A campanha do Guardian contra Boris Johnson mostra como o jornalismo de
esquerda, perante os políticos de direita, recorre a todos os truques
sujos de que normalmente acusa esses políticos. Artigo de Rui Ramos,
publicado pelo Observador:
De um lado, temos Boris Johnson, do outro o Guardian. Johnson,
candidato à liderança do Partido Conservador, pode ser o próximo
primeiro-ministro do Reino Unido e foi um dos promotores do Brexit. O
Guardian é o jornal de referência da esquerda britânica e defende a
opção de ficar na UE. Por isso, o Guardian, nos últimos dias, sentiu que
tinha o direito de publicar fotos do interior do carro de Boris Johnson, e depois as gravações que uns vizinhos fizeram de uma discussão que Johnson teve dentro de casa com a sua namorada. Esses vizinhos parecem ser esquerdistas
que já tinham insultado Johnson na rua. Desta vez, mal ouviram
discutir, chamaram a polícia e, inspirados talvez pelo agente da Stasi
do filme A Vida dos Outros,
fizeram a gravação, que passaram imediatamente ao jornal.
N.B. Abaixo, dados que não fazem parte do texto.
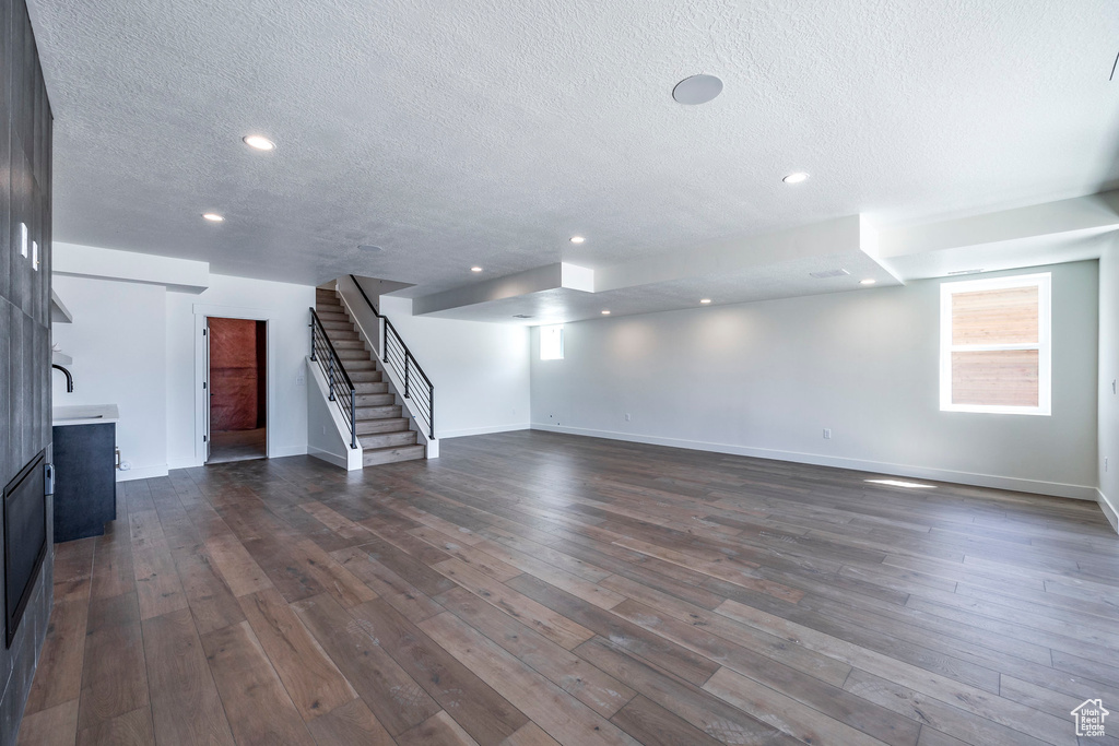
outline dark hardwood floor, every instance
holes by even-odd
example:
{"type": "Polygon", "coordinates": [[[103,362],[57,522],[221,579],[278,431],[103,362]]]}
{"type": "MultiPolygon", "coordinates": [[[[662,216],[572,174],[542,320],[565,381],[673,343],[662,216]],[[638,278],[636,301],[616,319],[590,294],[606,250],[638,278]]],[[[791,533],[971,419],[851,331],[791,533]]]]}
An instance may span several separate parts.
{"type": "Polygon", "coordinates": [[[57,548],[21,744],[1075,744],[1081,701],[1119,711],[1094,503],[542,432],[442,452],[121,484],[57,548]]]}

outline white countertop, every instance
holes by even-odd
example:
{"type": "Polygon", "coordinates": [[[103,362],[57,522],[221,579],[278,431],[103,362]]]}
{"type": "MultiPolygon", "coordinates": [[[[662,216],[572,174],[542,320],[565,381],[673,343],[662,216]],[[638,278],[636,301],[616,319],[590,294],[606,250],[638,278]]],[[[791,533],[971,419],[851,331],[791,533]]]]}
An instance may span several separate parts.
{"type": "Polygon", "coordinates": [[[77,407],[55,407],[50,412],[51,425],[97,425],[121,418],[115,404],[86,404],[77,407]]]}

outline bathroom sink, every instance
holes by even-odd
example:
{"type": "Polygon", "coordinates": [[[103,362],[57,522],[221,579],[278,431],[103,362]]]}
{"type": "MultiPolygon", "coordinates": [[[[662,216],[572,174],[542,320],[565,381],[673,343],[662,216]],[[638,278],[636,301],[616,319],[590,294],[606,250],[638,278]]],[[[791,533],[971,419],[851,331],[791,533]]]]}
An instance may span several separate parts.
{"type": "Polygon", "coordinates": [[[73,407],[55,407],[50,422],[54,425],[93,425],[114,423],[121,418],[115,404],[85,404],[73,407]]]}

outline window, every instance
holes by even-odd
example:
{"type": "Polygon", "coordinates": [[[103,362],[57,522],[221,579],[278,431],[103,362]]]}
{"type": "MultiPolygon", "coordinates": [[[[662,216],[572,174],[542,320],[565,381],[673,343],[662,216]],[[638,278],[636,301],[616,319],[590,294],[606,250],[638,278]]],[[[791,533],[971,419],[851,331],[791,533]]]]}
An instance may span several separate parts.
{"type": "Polygon", "coordinates": [[[1050,274],[940,286],[940,408],[1050,414],[1050,274]]]}
{"type": "Polygon", "coordinates": [[[563,360],[563,324],[540,327],[540,360],[563,360]]]}

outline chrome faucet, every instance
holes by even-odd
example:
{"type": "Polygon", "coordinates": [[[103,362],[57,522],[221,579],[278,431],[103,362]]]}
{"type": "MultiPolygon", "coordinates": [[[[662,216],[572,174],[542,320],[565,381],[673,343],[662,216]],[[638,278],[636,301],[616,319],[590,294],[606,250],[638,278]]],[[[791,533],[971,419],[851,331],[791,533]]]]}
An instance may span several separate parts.
{"type": "Polygon", "coordinates": [[[56,363],[51,363],[51,365],[50,365],[50,367],[51,367],[51,368],[58,368],[58,369],[59,369],[59,370],[62,370],[62,371],[63,371],[64,374],[66,374],[66,393],[67,393],[67,394],[73,394],[73,393],[74,393],[74,376],[70,376],[70,375],[69,375],[69,371],[68,371],[68,370],[66,370],[66,368],[63,368],[63,367],[62,367],[62,366],[59,366],[59,365],[56,365],[56,363]]]}

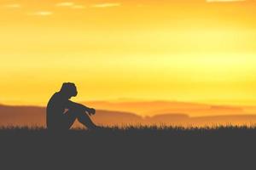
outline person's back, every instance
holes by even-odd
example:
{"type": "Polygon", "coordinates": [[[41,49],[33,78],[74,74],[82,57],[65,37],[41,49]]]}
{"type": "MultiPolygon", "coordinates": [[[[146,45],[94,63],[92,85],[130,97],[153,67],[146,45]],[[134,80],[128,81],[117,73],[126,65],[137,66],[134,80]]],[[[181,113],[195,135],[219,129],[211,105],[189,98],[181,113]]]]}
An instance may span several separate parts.
{"type": "Polygon", "coordinates": [[[46,109],[46,124],[48,128],[61,126],[61,120],[65,112],[65,99],[57,92],[50,98],[46,109]]]}
{"type": "Polygon", "coordinates": [[[48,129],[67,130],[76,119],[88,128],[97,128],[87,113],[95,114],[95,109],[74,103],[69,99],[78,94],[74,83],[64,82],[60,92],[49,99],[46,109],[46,125],[48,129]]]}

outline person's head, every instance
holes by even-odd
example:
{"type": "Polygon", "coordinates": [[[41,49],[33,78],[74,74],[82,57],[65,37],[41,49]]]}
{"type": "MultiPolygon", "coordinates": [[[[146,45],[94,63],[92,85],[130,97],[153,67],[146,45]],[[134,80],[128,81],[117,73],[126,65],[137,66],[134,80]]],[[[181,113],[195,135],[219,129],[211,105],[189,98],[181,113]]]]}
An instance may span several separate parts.
{"type": "Polygon", "coordinates": [[[78,94],[77,87],[73,82],[63,82],[60,92],[65,94],[68,99],[75,97],[78,94]]]}

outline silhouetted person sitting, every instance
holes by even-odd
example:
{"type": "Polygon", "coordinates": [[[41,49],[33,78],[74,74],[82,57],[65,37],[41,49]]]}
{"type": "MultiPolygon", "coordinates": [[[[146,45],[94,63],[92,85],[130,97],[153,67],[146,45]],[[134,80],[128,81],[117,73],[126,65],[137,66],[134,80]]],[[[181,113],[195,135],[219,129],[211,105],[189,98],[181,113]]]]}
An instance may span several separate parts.
{"type": "Polygon", "coordinates": [[[68,130],[76,119],[89,129],[97,128],[89,115],[96,113],[95,109],[74,103],[69,99],[78,94],[74,83],[64,82],[60,92],[56,92],[47,105],[46,123],[48,129],[68,130]]]}

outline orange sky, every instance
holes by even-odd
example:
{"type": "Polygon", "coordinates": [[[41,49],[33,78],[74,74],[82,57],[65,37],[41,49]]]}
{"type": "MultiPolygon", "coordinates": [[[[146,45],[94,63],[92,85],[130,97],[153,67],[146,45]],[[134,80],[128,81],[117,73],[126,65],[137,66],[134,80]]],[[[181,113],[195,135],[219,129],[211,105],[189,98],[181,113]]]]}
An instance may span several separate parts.
{"type": "Polygon", "coordinates": [[[256,1],[0,2],[0,103],[76,100],[256,105],[256,1]]]}

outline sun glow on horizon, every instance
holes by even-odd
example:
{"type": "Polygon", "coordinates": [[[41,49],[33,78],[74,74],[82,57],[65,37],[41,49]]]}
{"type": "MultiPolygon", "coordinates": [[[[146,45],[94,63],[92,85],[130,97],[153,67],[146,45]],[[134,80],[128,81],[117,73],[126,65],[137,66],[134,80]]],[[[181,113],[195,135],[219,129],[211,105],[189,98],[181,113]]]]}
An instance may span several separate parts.
{"type": "Polygon", "coordinates": [[[256,105],[256,2],[189,2],[1,3],[0,103],[73,82],[79,101],[256,105]]]}

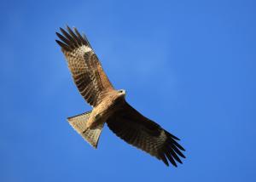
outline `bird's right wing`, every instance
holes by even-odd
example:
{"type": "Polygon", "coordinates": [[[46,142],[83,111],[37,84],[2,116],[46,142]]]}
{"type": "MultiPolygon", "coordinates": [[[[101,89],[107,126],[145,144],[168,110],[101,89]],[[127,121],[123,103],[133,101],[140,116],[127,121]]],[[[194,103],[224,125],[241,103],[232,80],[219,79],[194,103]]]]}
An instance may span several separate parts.
{"type": "Polygon", "coordinates": [[[178,138],[143,117],[127,102],[108,119],[107,123],[117,136],[163,161],[167,166],[168,160],[177,167],[175,161],[182,163],[180,156],[185,158],[181,152],[184,149],[176,141],[179,140],[178,138]]]}
{"type": "Polygon", "coordinates": [[[82,37],[76,28],[67,29],[68,32],[60,28],[62,35],[56,32],[61,40],[56,43],[61,47],[80,94],[90,105],[96,106],[113,88],[85,36],[82,37]]]}

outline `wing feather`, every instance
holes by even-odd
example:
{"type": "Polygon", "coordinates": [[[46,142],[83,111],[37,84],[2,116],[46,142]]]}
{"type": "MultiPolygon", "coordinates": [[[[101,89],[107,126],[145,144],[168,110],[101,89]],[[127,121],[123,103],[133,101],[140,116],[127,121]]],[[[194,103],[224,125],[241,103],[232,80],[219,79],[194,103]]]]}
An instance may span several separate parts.
{"type": "Polygon", "coordinates": [[[164,162],[183,163],[180,157],[184,149],[177,144],[178,138],[160,125],[144,117],[127,102],[107,121],[108,128],[119,138],[164,162]]]}
{"type": "Polygon", "coordinates": [[[86,37],[81,36],[76,28],[73,31],[67,26],[67,31],[60,30],[62,35],[56,32],[61,40],[56,43],[66,56],[73,81],[84,100],[96,106],[113,88],[86,37]]]}

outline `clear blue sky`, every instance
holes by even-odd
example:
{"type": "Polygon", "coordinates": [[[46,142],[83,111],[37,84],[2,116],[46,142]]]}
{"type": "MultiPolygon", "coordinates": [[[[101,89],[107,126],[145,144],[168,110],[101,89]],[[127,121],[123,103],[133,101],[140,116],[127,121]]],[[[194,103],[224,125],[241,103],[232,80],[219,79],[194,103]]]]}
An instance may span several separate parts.
{"type": "Polygon", "coordinates": [[[255,1],[1,1],[0,181],[256,181],[255,1]],[[116,88],[182,139],[177,168],[106,127],[94,150],[66,118],[90,110],[55,42],[86,33],[116,88]]]}

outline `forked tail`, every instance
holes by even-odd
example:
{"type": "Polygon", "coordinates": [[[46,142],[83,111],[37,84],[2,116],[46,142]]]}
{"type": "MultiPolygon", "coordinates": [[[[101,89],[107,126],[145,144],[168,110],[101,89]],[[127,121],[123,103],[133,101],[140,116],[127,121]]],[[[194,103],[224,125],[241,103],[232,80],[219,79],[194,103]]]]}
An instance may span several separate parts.
{"type": "Polygon", "coordinates": [[[86,128],[86,122],[91,111],[68,117],[67,122],[90,145],[94,148],[97,148],[99,138],[104,123],[99,124],[93,129],[86,128]]]}

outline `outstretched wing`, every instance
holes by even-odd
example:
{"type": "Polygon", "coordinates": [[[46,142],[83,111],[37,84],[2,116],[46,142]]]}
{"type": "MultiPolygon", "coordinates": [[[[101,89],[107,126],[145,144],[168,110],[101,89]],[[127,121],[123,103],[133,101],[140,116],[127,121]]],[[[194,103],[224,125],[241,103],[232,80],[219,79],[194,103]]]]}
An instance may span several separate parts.
{"type": "Polygon", "coordinates": [[[85,36],[82,37],[76,28],[72,31],[67,26],[68,32],[60,30],[62,35],[56,32],[61,39],[56,43],[66,56],[74,82],[85,100],[96,106],[113,88],[85,36]]]}
{"type": "Polygon", "coordinates": [[[108,128],[127,143],[162,160],[169,166],[168,160],[177,167],[185,158],[181,151],[185,151],[171,134],[160,125],[146,118],[127,102],[107,121],[108,128]],[[168,160],[167,160],[168,159],[168,160]]]}

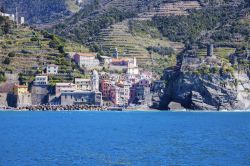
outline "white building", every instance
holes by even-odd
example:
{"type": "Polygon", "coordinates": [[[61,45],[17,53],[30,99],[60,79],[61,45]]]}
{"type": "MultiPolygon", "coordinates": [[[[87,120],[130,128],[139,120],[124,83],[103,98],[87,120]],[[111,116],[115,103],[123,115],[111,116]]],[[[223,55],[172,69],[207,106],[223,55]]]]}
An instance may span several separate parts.
{"type": "Polygon", "coordinates": [[[98,67],[100,62],[96,59],[96,55],[96,53],[76,53],[74,55],[74,60],[80,67],[98,67]]]}
{"type": "Polygon", "coordinates": [[[93,75],[91,78],[92,91],[99,91],[99,74],[96,70],[93,71],[93,75]]]}
{"type": "Polygon", "coordinates": [[[2,13],[2,12],[0,12],[0,16],[9,17],[9,19],[11,21],[15,21],[15,15],[14,14],[8,14],[8,13],[2,13]]]}
{"type": "Polygon", "coordinates": [[[91,79],[75,78],[76,89],[81,91],[91,91],[91,79]]]}
{"type": "Polygon", "coordinates": [[[139,75],[139,68],[137,67],[137,60],[135,57],[128,62],[127,74],[139,75]]]}
{"type": "Polygon", "coordinates": [[[73,83],[56,83],[56,96],[60,96],[62,92],[74,92],[76,85],[73,83]]]}
{"type": "Polygon", "coordinates": [[[20,24],[24,24],[24,23],[25,23],[24,17],[21,17],[21,22],[20,22],[20,24]]]}
{"type": "Polygon", "coordinates": [[[54,64],[47,65],[46,73],[49,75],[58,74],[58,66],[54,64]]]}
{"type": "Polygon", "coordinates": [[[34,85],[48,85],[48,76],[36,76],[34,85]]]}

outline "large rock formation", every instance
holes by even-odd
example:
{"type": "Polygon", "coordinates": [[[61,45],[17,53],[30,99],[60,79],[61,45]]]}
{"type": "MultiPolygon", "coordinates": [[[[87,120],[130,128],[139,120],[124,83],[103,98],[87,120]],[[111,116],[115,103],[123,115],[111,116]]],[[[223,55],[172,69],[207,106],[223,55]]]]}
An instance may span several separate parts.
{"type": "Polygon", "coordinates": [[[236,81],[230,75],[199,75],[189,72],[168,71],[168,82],[161,99],[161,109],[169,109],[170,102],[180,103],[194,110],[249,109],[249,78],[236,81]],[[244,99],[244,100],[243,100],[244,99]]]}

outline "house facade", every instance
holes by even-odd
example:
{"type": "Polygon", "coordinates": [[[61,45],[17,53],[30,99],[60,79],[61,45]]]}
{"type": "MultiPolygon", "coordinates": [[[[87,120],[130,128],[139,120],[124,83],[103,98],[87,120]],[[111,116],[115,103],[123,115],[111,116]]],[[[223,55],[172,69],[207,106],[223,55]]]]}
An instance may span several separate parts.
{"type": "Polygon", "coordinates": [[[35,77],[35,81],[34,81],[34,85],[48,85],[49,81],[48,81],[48,76],[36,76],[35,77]]]}
{"type": "Polygon", "coordinates": [[[96,55],[96,53],[76,53],[74,60],[80,67],[93,68],[100,65],[96,55]]]}
{"type": "Polygon", "coordinates": [[[102,93],[93,91],[62,92],[61,105],[102,106],[102,93]]]}
{"type": "Polygon", "coordinates": [[[76,85],[73,83],[56,83],[55,94],[60,96],[62,92],[75,91],[76,85]]]}
{"type": "Polygon", "coordinates": [[[75,85],[77,90],[91,91],[91,79],[75,78],[75,85]]]}
{"type": "Polygon", "coordinates": [[[58,74],[58,66],[54,64],[47,65],[46,73],[49,75],[58,74]]]}

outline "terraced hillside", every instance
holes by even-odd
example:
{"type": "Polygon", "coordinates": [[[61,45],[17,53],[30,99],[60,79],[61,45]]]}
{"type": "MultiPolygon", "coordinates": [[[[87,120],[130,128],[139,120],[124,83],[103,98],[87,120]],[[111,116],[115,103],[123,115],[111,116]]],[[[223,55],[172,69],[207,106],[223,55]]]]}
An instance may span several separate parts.
{"type": "Polygon", "coordinates": [[[0,35],[0,71],[22,74],[23,81],[29,81],[34,74],[42,73],[47,64],[57,64],[60,76],[53,79],[72,79],[80,71],[65,52],[81,49],[81,45],[55,35],[13,25],[8,34],[0,35]]]}
{"type": "Polygon", "coordinates": [[[141,66],[152,65],[155,60],[162,58],[158,54],[150,53],[147,48],[150,46],[172,47],[178,53],[182,48],[182,43],[170,42],[166,38],[160,37],[160,33],[154,27],[150,31],[158,36],[152,37],[145,31],[130,30],[130,24],[133,20],[125,20],[103,29],[96,42],[102,47],[103,51],[112,56],[115,48],[118,49],[120,56],[137,57],[141,66]]]}
{"type": "Polygon", "coordinates": [[[138,20],[151,20],[154,16],[188,15],[190,10],[199,10],[198,1],[163,2],[147,12],[139,14],[138,20]]]}

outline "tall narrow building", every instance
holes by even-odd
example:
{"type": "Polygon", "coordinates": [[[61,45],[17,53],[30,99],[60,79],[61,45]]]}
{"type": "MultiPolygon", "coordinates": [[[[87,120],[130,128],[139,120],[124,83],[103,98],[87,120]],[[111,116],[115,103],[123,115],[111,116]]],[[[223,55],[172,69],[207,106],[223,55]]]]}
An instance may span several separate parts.
{"type": "Polygon", "coordinates": [[[99,75],[96,70],[93,71],[92,78],[91,78],[91,86],[92,91],[98,92],[99,91],[99,75]]]}

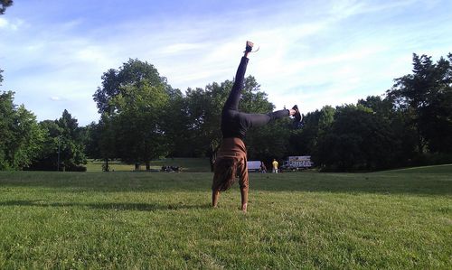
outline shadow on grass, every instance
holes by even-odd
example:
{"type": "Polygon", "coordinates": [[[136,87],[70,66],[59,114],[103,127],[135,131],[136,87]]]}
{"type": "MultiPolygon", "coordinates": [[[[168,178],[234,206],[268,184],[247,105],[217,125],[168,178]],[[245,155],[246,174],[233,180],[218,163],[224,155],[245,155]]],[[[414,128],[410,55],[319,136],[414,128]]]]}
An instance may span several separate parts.
{"type": "Polygon", "coordinates": [[[187,205],[184,203],[157,204],[157,203],[119,203],[119,202],[47,202],[43,200],[8,200],[0,201],[0,206],[30,206],[30,207],[80,207],[106,210],[136,210],[136,211],[156,211],[156,210],[185,210],[185,209],[211,209],[209,204],[187,205]]]}
{"type": "MultiPolygon", "coordinates": [[[[212,173],[0,172],[2,188],[59,192],[210,192],[212,173]]],[[[451,195],[452,173],[251,173],[250,191],[451,195]]],[[[238,190],[238,184],[231,188],[238,190]]]]}

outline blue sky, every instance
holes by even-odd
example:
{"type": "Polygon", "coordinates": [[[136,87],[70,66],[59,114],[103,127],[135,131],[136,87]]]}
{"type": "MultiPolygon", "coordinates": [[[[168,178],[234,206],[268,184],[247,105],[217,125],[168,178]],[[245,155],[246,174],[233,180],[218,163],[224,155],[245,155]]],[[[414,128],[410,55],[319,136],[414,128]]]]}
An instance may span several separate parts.
{"type": "Polygon", "coordinates": [[[452,52],[452,1],[15,0],[0,16],[0,90],[38,120],[64,109],[85,126],[92,95],[129,58],[184,93],[247,70],[276,109],[304,112],[382,95],[411,72],[412,53],[452,52]]]}

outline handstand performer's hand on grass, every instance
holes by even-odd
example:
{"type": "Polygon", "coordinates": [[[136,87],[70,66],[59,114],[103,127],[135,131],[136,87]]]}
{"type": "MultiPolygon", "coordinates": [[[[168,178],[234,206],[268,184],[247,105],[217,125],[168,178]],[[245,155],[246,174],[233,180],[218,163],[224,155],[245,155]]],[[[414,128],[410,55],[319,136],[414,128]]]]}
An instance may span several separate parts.
{"type": "Polygon", "coordinates": [[[293,116],[295,123],[302,121],[297,105],[291,109],[278,110],[268,114],[247,114],[239,111],[240,92],[249,62],[248,55],[252,52],[253,46],[251,42],[247,42],[234,84],[221,111],[223,138],[217,153],[212,185],[212,205],[216,208],[220,191],[227,191],[238,177],[241,194],[241,210],[244,212],[247,211],[249,187],[247,149],[243,144],[247,130],[250,127],[262,126],[270,121],[287,116],[293,116]]]}

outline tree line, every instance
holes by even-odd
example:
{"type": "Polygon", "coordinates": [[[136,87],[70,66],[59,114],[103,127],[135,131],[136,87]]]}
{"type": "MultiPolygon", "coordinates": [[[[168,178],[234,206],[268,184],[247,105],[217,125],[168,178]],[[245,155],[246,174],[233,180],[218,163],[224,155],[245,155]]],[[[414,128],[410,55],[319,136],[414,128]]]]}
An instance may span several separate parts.
{"type": "MultiPolygon", "coordinates": [[[[245,138],[250,160],[311,155],[325,171],[381,170],[452,162],[452,54],[434,62],[413,54],[412,73],[381,96],[307,113],[303,128],[281,119],[245,138]]],[[[0,70],[0,86],[3,81],[0,70]]],[[[87,158],[144,164],[161,157],[210,157],[232,80],[173,88],[146,61],[130,59],[102,75],[93,94],[100,119],[87,126],[64,110],[37,122],[14,92],[0,95],[0,170],[83,171],[87,158]]],[[[256,79],[245,79],[240,109],[274,109],[256,79]]]]}

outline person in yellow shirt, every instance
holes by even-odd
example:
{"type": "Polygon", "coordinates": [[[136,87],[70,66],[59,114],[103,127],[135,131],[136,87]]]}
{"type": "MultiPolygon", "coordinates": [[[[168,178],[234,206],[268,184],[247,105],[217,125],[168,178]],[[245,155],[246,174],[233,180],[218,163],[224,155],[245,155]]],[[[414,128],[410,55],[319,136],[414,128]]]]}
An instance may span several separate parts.
{"type": "Polygon", "coordinates": [[[271,163],[273,165],[273,172],[278,173],[278,165],[279,164],[276,159],[273,159],[273,163],[271,163]]]}

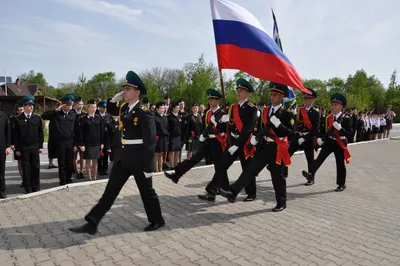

O Guardian
não hesitou em publicar. Métodos de pasquim intrusivo, como os que desacreditaram alguns tabloides britânicos há alguns anos?
Segundo o Guardian, é o “interesse público” que manda saber, por
quaisquer meios, se Johnson aspira o carro ou levanta a voz em casa.
Todas as semanas, o Guardian tem artigos exaltados sobre Trump, as
redes sociais, e, desde que consta que Trump é amigo de Putin, a ameaça
russa. São, segundo o Guardian, os problemas da democracia. Talvez
sejam, mas esta história mostra que não são os únicos. O Guardian não
quer construir muros na fronteira, não é uma invenção de Mark
Zuckerberg, nem – tanto quanto sabemos — um instrumento de Putin. Mas
não se importa de publicar fotos do interior do carro de um político,
para insinuar que é desarrumado, ou dar conta das discussões que, dentro
de casa, tem com a sua namorada, para deixar no ar a suspeita de
violência doméstica (embora a polícia não tivesse detectado mais do que
uma querela trivial). Porquê? Porque esse político representa opções de
que o jornal não gosta, e, portanto, contra ele tudo é legítimo,
incluindo a violação da privacidade e sugestões malévolas.
Boris Johnson não será um santo. Mas perante Johnson, tal como
perante Trump, o jornalismo de esquerda parece sofrer do complexo de
Nixon. Nixon convenceu-se de que os seus inimigos faziam jogo sujo: só
por isso, segundo ele, teria perdido as eleições em 1960. Daí que,
quando chegou à presidência, em 1969, tivesse decidido também ele jogar
sujo. É o álibi do costume para qualquer abuso: todos, antes de serem
indecentes, têm o cuidado de se persuadir de que os seus adversários
estão a fazer o mesmo, e de que portanto vale tudo.
Não, o problema não são só Trump e as redes sociais. Também não é só o
jornalismo de esquerda, aliás: os rivais de Johnson na eleição do
Partido Conservador aproveitaram logo a boleia do Guardian para minar o seu favoritismo. O problema é de quase toda a gente, embora seja sempre mais fácil vê-lo nos nossos adversários.
Os consensos do pós-guerra fria romperam-se perante a recessão de
2008, a crise das migrações de 2015 e o declínio do Ocidente. Voltámos a
discutir a política como se tudo o que é fundamental estivesse em
causa. No Reino Unido, a esquerda acredita que Johnson quer fazer do
país uma Singapura em ponto grande, e a direita acusa Corbyn de sonhar
com uma Venezuela europeia. E provavelmente, tudo está mesmo em causa,
mas não como os políticos dizem, isto é, só porque haja outros políticos
a conspirar. De facto, os constrangimentos financeiros e sociais do
Ocidente dificultam mudanças radicais em qualquer sentido, como Boris Johnson, a propósito do Brexit, já admitiu.
O declínio é um risco maior do que a revolução. Mas talvez por isso,
para de algum modo compensar a impotência, a política fez-se mais
facciosa e desregrada. Não é a primeira vez: também foi no fim que os
bizantinos mais se engalfinharam por causa do sexo dos anjos.